The doctor said during the first few weeks of life, babies needed to be given breast milk roughly every two to three hours. The duration of a feeding is usually 10 to 15 minutes on each breast.
“Older children feed less often. Mothers may pump milk so that it can be used later when breastfeeding is not possible but that must be done under a very hygiene condition. Breastfeeding has a number of benefits to both the mother and the baby, which infant formula lacks. Newborn(neonate) should not be deprived of the first breast milk(colostrums) the mother produces on the ground that it is not healthy for the baby. The colostrums has higher concentration of protein-antibodies compare to other subsequent breast milk produce by the breast”.
Speaking on the importance of exclusive breastfeeding, Jeplah said children who are exclusively breastfed are better off than those that are only predominantly breastfed not to talk of those who are not breastfed at all.
“This is because breast milk is the natural food for full-term infants and is the appropriate milk for early life. It is always available at the proper temperature and requires no preparation time. It is fresh and free of contaminating bacteria, thereby reducing the chances of gastrointestinal disturbances.

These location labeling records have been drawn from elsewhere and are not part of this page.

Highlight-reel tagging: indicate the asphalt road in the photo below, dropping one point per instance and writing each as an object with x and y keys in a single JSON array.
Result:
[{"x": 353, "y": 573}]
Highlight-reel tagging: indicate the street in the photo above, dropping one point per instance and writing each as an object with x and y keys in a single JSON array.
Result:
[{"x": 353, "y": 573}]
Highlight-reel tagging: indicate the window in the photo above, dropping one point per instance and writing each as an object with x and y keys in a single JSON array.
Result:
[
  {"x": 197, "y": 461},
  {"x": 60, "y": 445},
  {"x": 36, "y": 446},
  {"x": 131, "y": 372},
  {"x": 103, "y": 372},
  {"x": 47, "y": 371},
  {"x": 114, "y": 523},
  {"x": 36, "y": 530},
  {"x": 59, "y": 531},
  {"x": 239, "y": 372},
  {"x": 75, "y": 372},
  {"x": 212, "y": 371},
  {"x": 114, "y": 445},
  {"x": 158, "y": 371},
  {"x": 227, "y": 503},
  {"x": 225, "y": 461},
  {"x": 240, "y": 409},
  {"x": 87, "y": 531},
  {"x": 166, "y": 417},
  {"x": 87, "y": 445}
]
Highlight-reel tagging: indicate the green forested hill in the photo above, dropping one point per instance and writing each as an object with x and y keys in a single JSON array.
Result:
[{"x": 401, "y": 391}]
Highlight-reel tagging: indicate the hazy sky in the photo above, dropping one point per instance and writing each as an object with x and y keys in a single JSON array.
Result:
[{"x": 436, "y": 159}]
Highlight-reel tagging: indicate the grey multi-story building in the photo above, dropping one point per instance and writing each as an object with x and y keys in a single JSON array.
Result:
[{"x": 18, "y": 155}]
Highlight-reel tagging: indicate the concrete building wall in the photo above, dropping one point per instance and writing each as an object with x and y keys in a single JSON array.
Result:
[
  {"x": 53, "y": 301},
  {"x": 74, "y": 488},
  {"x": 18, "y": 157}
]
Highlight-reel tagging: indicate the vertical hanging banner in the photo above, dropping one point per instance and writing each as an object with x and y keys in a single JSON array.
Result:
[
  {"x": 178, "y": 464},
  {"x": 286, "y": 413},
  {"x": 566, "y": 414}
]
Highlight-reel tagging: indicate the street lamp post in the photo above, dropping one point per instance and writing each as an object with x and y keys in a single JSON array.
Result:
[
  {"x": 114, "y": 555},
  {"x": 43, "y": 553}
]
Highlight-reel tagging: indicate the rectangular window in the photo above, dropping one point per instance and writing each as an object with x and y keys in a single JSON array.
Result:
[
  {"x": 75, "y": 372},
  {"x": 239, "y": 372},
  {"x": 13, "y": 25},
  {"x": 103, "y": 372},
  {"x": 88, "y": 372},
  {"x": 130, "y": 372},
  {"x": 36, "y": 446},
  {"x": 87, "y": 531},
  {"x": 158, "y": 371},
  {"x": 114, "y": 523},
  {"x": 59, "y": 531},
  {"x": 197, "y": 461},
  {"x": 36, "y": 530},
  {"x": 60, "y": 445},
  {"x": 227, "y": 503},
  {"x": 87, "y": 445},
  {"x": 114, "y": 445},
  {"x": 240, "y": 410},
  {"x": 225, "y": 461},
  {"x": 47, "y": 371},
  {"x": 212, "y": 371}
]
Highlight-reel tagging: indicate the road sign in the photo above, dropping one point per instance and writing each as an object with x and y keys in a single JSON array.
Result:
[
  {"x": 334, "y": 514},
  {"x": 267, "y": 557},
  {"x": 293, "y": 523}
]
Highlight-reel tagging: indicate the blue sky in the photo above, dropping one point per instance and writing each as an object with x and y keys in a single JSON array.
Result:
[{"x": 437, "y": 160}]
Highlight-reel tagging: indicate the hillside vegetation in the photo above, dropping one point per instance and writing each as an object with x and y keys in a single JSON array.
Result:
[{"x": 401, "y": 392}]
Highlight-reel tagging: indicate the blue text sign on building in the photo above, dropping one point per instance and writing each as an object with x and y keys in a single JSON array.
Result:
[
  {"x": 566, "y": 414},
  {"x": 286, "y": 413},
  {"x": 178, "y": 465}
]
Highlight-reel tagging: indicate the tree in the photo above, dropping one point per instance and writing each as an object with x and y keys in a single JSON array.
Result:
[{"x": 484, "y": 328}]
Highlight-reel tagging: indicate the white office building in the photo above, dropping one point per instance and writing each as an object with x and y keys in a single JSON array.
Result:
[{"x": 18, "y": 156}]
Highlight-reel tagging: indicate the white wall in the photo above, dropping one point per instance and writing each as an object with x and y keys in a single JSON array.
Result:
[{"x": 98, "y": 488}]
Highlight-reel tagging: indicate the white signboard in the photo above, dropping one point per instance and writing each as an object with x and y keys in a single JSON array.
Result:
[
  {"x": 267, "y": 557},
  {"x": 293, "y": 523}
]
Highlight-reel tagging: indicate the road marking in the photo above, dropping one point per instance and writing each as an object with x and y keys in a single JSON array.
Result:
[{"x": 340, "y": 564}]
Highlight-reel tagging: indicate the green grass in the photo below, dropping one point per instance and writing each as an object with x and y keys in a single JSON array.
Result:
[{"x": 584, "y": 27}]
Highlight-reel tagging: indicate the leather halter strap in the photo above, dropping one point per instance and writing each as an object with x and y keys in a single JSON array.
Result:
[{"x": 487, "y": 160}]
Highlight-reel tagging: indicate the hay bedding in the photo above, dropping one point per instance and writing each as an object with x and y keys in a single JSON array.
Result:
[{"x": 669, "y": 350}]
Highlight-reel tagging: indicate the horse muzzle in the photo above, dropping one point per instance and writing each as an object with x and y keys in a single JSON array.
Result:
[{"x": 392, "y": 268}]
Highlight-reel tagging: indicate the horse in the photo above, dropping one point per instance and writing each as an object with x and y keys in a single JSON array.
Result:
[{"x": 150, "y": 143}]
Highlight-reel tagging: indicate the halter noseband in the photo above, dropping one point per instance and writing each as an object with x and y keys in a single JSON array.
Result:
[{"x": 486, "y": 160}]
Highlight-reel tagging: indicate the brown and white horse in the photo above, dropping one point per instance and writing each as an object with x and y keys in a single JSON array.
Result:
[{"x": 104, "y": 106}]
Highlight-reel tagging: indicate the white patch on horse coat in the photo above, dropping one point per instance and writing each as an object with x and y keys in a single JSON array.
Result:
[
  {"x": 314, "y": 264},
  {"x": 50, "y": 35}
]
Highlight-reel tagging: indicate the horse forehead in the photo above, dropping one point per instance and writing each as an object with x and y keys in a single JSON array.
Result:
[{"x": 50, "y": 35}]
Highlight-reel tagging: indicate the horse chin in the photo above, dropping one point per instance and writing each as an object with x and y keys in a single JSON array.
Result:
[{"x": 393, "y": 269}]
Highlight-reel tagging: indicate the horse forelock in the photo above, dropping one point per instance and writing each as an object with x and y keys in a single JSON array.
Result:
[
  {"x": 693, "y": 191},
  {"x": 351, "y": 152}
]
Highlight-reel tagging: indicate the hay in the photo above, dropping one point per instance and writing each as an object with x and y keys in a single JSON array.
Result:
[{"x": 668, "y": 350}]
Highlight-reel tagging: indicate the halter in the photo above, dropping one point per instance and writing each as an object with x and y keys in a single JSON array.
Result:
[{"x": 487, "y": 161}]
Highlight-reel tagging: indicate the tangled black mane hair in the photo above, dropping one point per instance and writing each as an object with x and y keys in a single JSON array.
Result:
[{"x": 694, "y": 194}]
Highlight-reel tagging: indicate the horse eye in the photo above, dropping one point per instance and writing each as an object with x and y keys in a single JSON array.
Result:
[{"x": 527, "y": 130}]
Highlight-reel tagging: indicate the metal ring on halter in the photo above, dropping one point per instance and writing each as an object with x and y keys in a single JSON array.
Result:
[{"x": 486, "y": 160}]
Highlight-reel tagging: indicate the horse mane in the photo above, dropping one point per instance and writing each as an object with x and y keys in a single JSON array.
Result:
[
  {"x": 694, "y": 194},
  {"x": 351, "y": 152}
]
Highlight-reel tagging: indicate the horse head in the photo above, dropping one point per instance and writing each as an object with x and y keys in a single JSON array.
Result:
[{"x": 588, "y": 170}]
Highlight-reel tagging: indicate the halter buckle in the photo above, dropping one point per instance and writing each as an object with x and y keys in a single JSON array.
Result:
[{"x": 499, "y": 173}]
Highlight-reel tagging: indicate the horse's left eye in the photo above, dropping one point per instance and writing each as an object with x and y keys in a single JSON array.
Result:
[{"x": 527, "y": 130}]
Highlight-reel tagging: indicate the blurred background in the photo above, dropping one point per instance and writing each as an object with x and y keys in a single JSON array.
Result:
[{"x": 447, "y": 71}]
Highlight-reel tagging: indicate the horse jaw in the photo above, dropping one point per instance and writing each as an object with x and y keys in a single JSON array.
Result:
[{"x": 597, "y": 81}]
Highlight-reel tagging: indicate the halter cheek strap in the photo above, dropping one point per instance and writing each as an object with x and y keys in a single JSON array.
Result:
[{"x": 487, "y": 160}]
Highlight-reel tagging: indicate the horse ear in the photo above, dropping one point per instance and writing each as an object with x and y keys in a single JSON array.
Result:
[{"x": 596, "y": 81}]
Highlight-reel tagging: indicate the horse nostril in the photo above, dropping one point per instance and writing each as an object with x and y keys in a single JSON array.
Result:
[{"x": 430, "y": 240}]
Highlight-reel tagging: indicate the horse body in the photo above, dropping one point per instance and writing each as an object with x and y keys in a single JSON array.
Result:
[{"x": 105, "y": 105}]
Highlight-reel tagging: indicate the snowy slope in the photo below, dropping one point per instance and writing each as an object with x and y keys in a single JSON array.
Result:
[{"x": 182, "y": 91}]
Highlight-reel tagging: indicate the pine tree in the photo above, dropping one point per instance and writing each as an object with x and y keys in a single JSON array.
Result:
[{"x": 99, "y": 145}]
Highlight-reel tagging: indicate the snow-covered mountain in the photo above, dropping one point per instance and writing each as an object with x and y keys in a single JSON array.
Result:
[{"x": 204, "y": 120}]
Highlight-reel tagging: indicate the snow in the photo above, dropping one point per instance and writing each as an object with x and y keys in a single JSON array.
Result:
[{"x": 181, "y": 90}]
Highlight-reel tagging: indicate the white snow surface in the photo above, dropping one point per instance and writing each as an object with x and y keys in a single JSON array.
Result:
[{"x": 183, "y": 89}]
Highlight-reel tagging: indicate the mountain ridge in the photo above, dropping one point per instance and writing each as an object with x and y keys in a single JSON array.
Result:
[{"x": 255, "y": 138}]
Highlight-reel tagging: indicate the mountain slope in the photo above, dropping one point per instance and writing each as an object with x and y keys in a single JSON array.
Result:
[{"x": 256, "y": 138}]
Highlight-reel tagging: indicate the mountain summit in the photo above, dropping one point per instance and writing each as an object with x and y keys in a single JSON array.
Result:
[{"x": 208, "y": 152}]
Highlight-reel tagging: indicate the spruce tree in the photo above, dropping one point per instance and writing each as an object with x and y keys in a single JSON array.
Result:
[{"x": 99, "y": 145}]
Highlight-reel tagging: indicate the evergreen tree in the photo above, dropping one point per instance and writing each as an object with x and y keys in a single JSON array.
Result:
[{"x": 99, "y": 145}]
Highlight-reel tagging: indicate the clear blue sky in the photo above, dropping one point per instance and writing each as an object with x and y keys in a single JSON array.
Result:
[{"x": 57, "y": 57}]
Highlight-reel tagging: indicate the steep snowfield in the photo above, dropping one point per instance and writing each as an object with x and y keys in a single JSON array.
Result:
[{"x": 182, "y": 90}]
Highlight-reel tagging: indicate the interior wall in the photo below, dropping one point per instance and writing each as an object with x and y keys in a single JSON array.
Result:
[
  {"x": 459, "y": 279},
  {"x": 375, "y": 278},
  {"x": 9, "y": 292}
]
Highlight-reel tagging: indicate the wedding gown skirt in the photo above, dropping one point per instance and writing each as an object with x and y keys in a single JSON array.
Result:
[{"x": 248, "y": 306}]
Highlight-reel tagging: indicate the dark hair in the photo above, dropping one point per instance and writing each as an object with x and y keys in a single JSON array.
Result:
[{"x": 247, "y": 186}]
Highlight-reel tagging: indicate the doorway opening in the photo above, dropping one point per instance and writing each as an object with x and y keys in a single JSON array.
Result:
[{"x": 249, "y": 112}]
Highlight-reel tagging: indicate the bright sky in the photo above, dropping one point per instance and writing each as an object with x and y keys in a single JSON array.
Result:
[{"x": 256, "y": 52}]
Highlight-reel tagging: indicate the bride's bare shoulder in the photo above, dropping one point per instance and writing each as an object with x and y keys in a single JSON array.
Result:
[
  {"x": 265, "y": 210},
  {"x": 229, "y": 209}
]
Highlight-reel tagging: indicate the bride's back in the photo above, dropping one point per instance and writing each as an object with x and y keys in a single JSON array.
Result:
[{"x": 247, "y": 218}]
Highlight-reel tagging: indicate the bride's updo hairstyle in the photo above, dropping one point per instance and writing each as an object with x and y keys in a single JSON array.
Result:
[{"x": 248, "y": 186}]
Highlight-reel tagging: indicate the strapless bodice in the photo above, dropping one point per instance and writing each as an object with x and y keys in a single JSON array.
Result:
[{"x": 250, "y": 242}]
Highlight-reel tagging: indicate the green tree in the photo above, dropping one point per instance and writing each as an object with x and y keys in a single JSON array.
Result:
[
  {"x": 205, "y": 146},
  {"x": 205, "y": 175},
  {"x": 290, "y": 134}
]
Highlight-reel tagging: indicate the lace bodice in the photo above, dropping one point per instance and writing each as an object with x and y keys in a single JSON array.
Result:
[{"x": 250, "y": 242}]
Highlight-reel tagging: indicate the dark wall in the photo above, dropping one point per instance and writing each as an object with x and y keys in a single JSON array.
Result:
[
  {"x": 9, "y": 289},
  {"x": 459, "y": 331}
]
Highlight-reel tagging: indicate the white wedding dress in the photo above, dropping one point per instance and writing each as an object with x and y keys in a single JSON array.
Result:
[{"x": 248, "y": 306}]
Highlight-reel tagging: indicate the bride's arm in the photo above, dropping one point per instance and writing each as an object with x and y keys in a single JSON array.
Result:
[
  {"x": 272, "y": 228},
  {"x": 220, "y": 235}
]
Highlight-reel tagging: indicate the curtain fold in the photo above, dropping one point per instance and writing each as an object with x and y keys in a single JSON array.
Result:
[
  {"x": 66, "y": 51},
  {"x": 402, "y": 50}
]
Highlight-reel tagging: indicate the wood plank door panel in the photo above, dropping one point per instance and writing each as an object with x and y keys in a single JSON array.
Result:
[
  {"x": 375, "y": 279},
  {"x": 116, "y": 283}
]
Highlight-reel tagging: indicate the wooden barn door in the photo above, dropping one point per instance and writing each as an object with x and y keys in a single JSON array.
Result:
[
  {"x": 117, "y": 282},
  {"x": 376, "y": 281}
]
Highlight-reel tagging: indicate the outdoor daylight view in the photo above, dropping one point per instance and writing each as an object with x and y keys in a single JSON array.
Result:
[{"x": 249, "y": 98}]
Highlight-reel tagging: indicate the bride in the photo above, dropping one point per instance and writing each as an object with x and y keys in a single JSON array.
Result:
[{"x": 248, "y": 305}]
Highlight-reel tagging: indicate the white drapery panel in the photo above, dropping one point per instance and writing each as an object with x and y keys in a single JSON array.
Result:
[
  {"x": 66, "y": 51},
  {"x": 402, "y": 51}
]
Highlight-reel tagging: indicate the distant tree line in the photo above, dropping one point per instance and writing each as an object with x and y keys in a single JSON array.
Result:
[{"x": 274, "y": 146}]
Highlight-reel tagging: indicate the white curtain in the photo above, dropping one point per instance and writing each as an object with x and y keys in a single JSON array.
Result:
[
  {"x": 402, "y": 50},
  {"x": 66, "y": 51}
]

“Children who are not exclusively breastfed have higher prevalence of illnesses like diarrhea, otitis media(middle ear infection), pneumonia, bacteremia, and meningitis during the 1st year of life. Breast-fed infants also appear to have a lower frequency of certain allergic and chronic diseases in later life than formula-fed infants. Infants who are not breastfed do not have the kind of bonding that exist between a mother and a breastfed infant. The mother that is personally involved in nurturing of her infant, have the feeling of being essential and a sense of accomplishment. At the same time, the infant develops a close and comfortable physical relationship with the mother.
On ways to help encourage breastfeeding, the doctor said various steps are needed to improved the attitude of women to breastfeeding.
“Most of the women who do not practice exclusive breastfeeding are not educated and are leaving in the rural areas. The approach has to be holistic. The girl child should not be seen as a second citizen. She should be properly send to school like her male counterpart. He who trainsa girl child has trained a nation.
“Breastfeeding education should be thought in secondary schools and other higher level of learning. Government policies should encourage awareness and enforcement of compulsory exclusive breastfeeding. All women who are delivered of a baby should have 6 months maternity leave( as it is done in Lagos) to help the mother practice exclusive breastfeeding.
“There should be free anti natal care(ANC) for all pregnant women especially in the rural areas so that they can access free health information on breastfeeding from a trained midwife in the primary health centre (PHC). There should be an advocacy on breastfeeding in radio stations, televisions, worship places and other social media by individuals, NGOs and government. Also, women, family and communities should be empowered to help in improving girl child”.